A possible solution for model selection based on the *truncated* likelihood
consists in choosing a maximal order, say $D$, and in evaluating the models only on
$(x_i)_{D+1\leq i\leq n}$ so that contexts are always computable. This amounts
to additional truncation for simpler models. The solution is used by `tune_vlmc()`
and `tune_covlmc()`. All the examples given above have been constructed using
this approach.
## Coherence with other uses of a VLMC
### Sampling
As detailed in `vignette("sampling")`, a VLMC model can be used to generate new
discrete time series based on the conditional probability distributions associated
to the contexts. However, raw VLMC models do not specify distributions for the
initial values for which no proper context exists.
The difficulty is generally circumvented by using a constant initialisation coupled
with a burn in phase.
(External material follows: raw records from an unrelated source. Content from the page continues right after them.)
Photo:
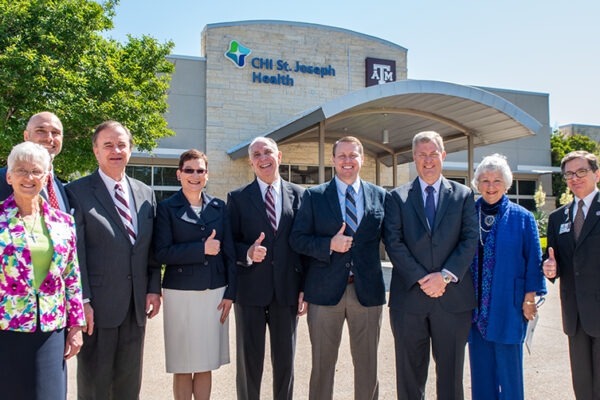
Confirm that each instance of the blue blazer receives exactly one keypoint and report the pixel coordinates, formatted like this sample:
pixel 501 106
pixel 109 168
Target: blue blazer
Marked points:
pixel 279 275
pixel 318 220
pixel 179 235
pixel 516 272
pixel 6 189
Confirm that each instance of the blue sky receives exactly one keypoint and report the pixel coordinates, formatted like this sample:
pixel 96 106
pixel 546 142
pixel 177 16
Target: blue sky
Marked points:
pixel 541 46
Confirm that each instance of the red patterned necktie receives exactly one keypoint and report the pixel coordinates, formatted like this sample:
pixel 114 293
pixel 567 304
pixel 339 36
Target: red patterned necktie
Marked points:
pixel 51 193
pixel 124 212
pixel 270 205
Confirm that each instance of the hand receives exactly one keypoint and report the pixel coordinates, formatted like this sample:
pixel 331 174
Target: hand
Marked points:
pixel 212 246
pixel 302 305
pixel 340 242
pixel 256 252
pixel 74 342
pixel 88 312
pixel 225 305
pixel 433 284
pixel 549 265
pixel 152 304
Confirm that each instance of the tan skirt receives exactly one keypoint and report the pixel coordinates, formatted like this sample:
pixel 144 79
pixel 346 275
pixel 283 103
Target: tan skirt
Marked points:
pixel 195 339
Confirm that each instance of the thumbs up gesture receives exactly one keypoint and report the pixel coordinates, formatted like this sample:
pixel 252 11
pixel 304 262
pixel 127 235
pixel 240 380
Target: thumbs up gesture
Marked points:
pixel 212 246
pixel 549 265
pixel 256 252
pixel 340 242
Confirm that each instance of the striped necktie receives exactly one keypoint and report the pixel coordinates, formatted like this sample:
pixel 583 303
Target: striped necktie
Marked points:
pixel 270 205
pixel 351 214
pixel 124 212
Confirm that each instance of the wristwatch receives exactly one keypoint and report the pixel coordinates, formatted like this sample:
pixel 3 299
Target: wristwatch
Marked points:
pixel 447 277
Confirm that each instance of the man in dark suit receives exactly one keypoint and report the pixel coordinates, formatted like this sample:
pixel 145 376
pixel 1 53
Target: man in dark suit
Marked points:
pixel 269 273
pixel 339 228
pixel 430 237
pixel 44 129
pixel 572 255
pixel 121 284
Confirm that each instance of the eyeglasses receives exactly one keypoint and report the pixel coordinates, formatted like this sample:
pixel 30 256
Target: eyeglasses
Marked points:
pixel 580 173
pixel 190 171
pixel 36 173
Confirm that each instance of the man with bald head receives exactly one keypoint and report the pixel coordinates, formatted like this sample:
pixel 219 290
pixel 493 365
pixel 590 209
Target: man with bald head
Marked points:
pixel 44 129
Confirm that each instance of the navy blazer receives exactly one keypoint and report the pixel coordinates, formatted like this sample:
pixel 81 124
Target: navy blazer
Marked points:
pixel 279 275
pixel 318 220
pixel 6 189
pixel 179 236
pixel 577 267
pixel 416 251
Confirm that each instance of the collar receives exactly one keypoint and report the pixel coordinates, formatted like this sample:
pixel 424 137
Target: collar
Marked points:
pixel 110 182
pixel 342 187
pixel 436 185
pixel 587 200
pixel 276 185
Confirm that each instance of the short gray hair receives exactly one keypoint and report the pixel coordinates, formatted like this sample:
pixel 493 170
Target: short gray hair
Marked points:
pixel 29 152
pixel 493 163
pixel 262 139
pixel 426 137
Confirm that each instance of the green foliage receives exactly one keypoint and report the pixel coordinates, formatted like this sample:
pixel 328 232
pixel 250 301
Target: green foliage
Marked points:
pixel 53 58
pixel 561 146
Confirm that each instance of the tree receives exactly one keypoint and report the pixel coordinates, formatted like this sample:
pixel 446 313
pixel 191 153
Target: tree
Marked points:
pixel 53 58
pixel 561 146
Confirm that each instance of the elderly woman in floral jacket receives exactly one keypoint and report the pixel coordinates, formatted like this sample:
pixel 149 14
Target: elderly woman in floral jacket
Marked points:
pixel 40 287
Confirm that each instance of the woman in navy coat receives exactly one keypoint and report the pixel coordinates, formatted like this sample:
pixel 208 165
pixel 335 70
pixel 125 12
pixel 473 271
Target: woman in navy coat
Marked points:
pixel 507 277
pixel 192 236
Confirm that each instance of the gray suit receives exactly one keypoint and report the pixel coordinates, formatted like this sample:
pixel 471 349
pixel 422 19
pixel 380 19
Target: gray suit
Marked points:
pixel 415 251
pixel 116 276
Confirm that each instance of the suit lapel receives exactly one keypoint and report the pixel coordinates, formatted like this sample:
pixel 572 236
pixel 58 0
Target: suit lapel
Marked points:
pixel 286 207
pixel 590 220
pixel 104 198
pixel 443 200
pixel 333 200
pixel 416 199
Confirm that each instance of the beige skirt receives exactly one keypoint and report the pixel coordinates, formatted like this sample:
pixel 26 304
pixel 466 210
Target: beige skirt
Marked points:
pixel 195 339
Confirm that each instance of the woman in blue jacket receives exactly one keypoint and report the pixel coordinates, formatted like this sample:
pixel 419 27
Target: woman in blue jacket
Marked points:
pixel 507 276
pixel 192 236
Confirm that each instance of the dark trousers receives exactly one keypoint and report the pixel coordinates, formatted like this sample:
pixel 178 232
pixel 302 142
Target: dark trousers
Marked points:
pixel 109 365
pixel 584 352
pixel 33 365
pixel 446 333
pixel 496 369
pixel 250 324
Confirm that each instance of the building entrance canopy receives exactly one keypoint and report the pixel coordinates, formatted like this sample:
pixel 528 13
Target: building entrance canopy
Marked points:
pixel 386 117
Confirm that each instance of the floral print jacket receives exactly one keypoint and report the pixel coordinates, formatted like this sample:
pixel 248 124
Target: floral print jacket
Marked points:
pixel 60 301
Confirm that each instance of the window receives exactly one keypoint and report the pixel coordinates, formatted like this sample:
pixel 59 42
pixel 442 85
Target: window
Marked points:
pixel 163 180
pixel 306 175
pixel 522 191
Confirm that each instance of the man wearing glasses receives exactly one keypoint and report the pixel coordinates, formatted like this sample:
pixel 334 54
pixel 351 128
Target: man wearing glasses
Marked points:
pixel 572 255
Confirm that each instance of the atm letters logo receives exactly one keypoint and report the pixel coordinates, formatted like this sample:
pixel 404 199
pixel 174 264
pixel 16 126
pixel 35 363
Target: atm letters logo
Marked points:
pixel 237 53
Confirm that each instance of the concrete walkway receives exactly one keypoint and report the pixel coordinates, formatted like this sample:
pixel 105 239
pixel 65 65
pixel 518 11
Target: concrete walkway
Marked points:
pixel 547 372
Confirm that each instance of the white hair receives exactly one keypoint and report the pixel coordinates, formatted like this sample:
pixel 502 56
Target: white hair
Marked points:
pixel 426 137
pixel 493 163
pixel 262 139
pixel 29 152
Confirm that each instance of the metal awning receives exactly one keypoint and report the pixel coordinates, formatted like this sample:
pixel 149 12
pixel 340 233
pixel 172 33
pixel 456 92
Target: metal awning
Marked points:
pixel 460 114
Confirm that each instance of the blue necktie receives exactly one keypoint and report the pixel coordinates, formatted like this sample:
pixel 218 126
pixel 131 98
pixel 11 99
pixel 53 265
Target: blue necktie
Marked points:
pixel 351 218
pixel 430 206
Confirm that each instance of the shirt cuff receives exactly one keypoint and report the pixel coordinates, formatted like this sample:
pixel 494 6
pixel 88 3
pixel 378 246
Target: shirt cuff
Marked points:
pixel 454 278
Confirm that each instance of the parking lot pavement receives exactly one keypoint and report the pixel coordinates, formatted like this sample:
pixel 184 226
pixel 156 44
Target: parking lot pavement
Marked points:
pixel 547 372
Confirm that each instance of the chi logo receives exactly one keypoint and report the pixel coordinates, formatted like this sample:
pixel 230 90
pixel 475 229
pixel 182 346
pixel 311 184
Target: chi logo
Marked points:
pixel 237 53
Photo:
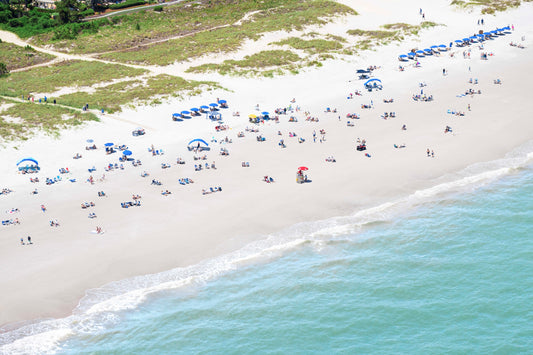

This is supported by the theoretical results on VLMC bootstrap
proved by Bühlmann and Wyner in [their seminal paper](https://dx.doi.org/10.1214/aos/1018031204). Indeed the hypothesis used in the
paper ensure an exponential mix-in for Markov Chain and thus the initial values
play essentially no role in the stationary distribution, provided the burn in
period is "*long enough*".
In practice, it is difficult to verify that the conditions of the theorem apply and
to turns them into actual numerical values of a *long enough* burn in time. Thus
we use in `simulate.vlmc()` the extended contexts proposed above. This extends the
VLMC into a full model, with specific probability distributions for the initial
values. This does not prevent e.g. slow mix-in and this does not change the
stationary distribution when it exists, but this gives some coherence between
the *extended* likelihood function and sampling. Notice that we also support burn
in period as well as a manual specification of the initial values of a sample.
### Prediction
A VLMC can also be used for one step ahead prediction of a time series (or even
for multiple steps ahead), as implement in `predict.vlmc()`. This poses obviously
the same problem as sampling or likelihood calculation for the initial values. We
use in `predict.vlmc()` the extended contexts proposed above, using the same extended
VLMC model principle. This provides full coherence between sampling, likelihood
calculation and prediction.
The `metrics.vlmc()` function computes predictive performances of a VLMC on the
time series used to estimate it. Predictions used for those computations are also
based on the extended context principle.